Visualizing Consistency
The following diagram illustrates how data propagates across regions for different consistency levels. (Note: This is a conceptual placeholder.)
Choosing the Right Consistency Level
Here are some common scenarios and recommended consistency levels:
- Shopping Cart/User Profiles: Session consistency is often sufficient, as users primarily interact with their own data.
- Leaderboards/Analytics: Eventual or Consistent Prefix might be acceptable if a slight delay in seeing the absolute latest data is tolerable.
- Financial Transactions/Inventory Management: Strong consistency is typically required to prevent data anomalies like double-spending or incorrect inventory counts.
- Global Applications with High Read/Write Throughput: Bounded Staleness offers a good balance between strong consistency and low latency/high availability.
You can configure the default consistency level for your Azure Cosmos DB account at the account level. You can also override the consistency level per request.

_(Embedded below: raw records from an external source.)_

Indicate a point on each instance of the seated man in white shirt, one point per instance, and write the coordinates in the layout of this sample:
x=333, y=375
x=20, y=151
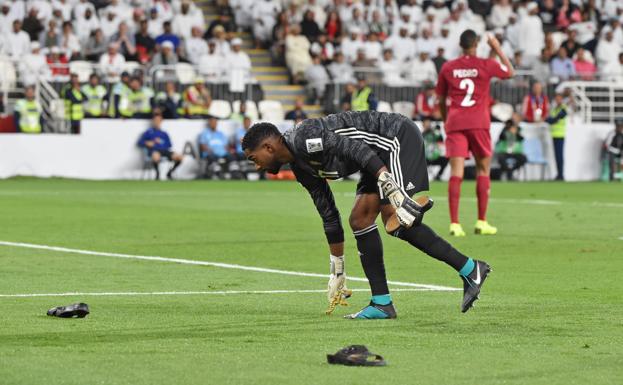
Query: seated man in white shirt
x=212, y=65
x=391, y=69
x=196, y=46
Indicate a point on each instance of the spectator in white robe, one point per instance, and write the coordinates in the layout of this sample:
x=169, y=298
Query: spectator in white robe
x=351, y=44
x=297, y=53
x=373, y=48
x=196, y=46
x=391, y=70
x=340, y=70
x=500, y=13
x=238, y=64
x=86, y=24
x=111, y=63
x=211, y=65
x=65, y=7
x=531, y=35
x=264, y=18
x=184, y=21
x=402, y=45
x=34, y=65
x=607, y=53
x=16, y=43
x=317, y=79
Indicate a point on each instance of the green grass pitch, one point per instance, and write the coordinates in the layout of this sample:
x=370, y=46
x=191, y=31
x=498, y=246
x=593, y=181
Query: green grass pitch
x=550, y=313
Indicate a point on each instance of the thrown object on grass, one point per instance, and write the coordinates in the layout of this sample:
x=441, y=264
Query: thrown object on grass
x=76, y=310
x=356, y=355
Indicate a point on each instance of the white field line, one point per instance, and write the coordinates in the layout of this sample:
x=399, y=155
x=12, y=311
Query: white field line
x=537, y=202
x=159, y=293
x=214, y=264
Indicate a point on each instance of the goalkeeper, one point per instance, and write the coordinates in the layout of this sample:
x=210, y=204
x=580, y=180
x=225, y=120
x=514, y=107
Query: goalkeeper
x=388, y=150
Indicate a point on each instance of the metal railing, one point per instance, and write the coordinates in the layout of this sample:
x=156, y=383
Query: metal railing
x=597, y=101
x=53, y=108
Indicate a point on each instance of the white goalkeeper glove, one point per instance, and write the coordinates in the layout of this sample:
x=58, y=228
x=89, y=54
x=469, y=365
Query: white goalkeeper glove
x=408, y=212
x=336, y=288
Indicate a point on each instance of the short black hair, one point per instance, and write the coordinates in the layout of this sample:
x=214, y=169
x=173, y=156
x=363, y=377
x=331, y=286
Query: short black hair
x=257, y=133
x=468, y=39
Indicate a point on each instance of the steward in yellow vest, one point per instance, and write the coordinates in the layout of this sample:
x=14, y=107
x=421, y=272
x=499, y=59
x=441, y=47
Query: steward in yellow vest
x=27, y=113
x=96, y=94
x=558, y=127
x=74, y=100
x=362, y=98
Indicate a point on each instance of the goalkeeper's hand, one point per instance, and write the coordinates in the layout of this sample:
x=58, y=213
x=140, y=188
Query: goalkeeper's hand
x=408, y=212
x=337, y=293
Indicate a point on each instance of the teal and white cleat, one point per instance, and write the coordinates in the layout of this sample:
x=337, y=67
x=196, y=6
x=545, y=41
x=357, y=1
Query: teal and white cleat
x=375, y=311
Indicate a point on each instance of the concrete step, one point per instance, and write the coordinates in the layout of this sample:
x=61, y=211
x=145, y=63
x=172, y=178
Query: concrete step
x=260, y=60
x=288, y=99
x=269, y=71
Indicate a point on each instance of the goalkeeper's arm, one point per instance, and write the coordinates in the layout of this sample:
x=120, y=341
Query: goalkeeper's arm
x=408, y=211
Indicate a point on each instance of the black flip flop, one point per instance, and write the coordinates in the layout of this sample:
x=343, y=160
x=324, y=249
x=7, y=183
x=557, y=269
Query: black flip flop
x=356, y=355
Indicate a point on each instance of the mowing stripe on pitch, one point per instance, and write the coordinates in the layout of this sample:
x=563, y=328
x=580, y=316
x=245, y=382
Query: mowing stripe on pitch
x=160, y=293
x=206, y=263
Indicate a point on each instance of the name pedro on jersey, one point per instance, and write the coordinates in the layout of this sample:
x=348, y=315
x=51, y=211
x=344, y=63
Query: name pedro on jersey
x=465, y=73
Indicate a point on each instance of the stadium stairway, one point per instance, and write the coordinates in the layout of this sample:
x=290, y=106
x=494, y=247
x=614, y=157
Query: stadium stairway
x=274, y=80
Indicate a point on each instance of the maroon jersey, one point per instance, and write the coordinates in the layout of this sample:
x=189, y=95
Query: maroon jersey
x=465, y=83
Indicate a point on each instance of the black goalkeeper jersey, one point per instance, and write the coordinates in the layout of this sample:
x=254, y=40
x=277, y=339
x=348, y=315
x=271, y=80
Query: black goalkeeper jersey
x=336, y=146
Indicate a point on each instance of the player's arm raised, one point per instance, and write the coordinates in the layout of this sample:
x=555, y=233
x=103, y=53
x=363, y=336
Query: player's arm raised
x=495, y=46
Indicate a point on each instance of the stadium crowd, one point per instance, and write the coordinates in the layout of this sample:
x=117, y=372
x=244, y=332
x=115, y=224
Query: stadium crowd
x=322, y=42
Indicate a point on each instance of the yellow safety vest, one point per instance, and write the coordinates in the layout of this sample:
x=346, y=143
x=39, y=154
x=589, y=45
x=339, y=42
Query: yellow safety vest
x=559, y=128
x=194, y=108
x=30, y=116
x=359, y=99
x=137, y=102
x=162, y=96
x=94, y=105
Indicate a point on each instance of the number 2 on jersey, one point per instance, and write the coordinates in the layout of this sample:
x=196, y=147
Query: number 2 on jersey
x=467, y=100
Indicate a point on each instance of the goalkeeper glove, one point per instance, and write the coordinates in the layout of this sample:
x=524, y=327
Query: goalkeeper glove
x=336, y=288
x=408, y=212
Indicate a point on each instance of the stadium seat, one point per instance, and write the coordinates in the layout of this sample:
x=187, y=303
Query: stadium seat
x=252, y=111
x=384, y=107
x=82, y=68
x=271, y=110
x=502, y=111
x=57, y=109
x=220, y=108
x=8, y=76
x=130, y=66
x=185, y=73
x=404, y=108
x=533, y=149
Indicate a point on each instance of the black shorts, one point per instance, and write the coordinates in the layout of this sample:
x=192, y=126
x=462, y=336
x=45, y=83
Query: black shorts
x=407, y=164
x=163, y=153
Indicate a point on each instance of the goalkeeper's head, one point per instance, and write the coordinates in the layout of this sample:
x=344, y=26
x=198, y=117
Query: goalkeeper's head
x=263, y=145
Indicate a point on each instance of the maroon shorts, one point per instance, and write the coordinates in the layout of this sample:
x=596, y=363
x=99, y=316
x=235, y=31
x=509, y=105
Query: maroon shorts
x=460, y=143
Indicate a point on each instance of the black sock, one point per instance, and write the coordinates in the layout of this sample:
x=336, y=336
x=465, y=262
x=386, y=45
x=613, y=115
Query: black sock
x=371, y=254
x=175, y=165
x=425, y=239
x=157, y=170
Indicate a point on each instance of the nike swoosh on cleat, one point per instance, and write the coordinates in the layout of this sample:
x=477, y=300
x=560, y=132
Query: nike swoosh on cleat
x=478, y=278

Important: Azure Cosmos DB guarantees that all operations within a single logical partition will be applied in the order they are written, regardless of the consistency level chosen for the account.
Default Consistency Level
If you don't explicitly set a consistency level, Azure Cosmos DB defaults to the Session consistency level. This provides a good balance for most applications.
Conclusion
Understanding and selecting the appropriate consistency level for your Azure Cosmos DB account is a critical step in designing highly available, performant, and correct distributed applications. Evaluate your application's requirements for data freshness, availability, and latency to make the optimal choice.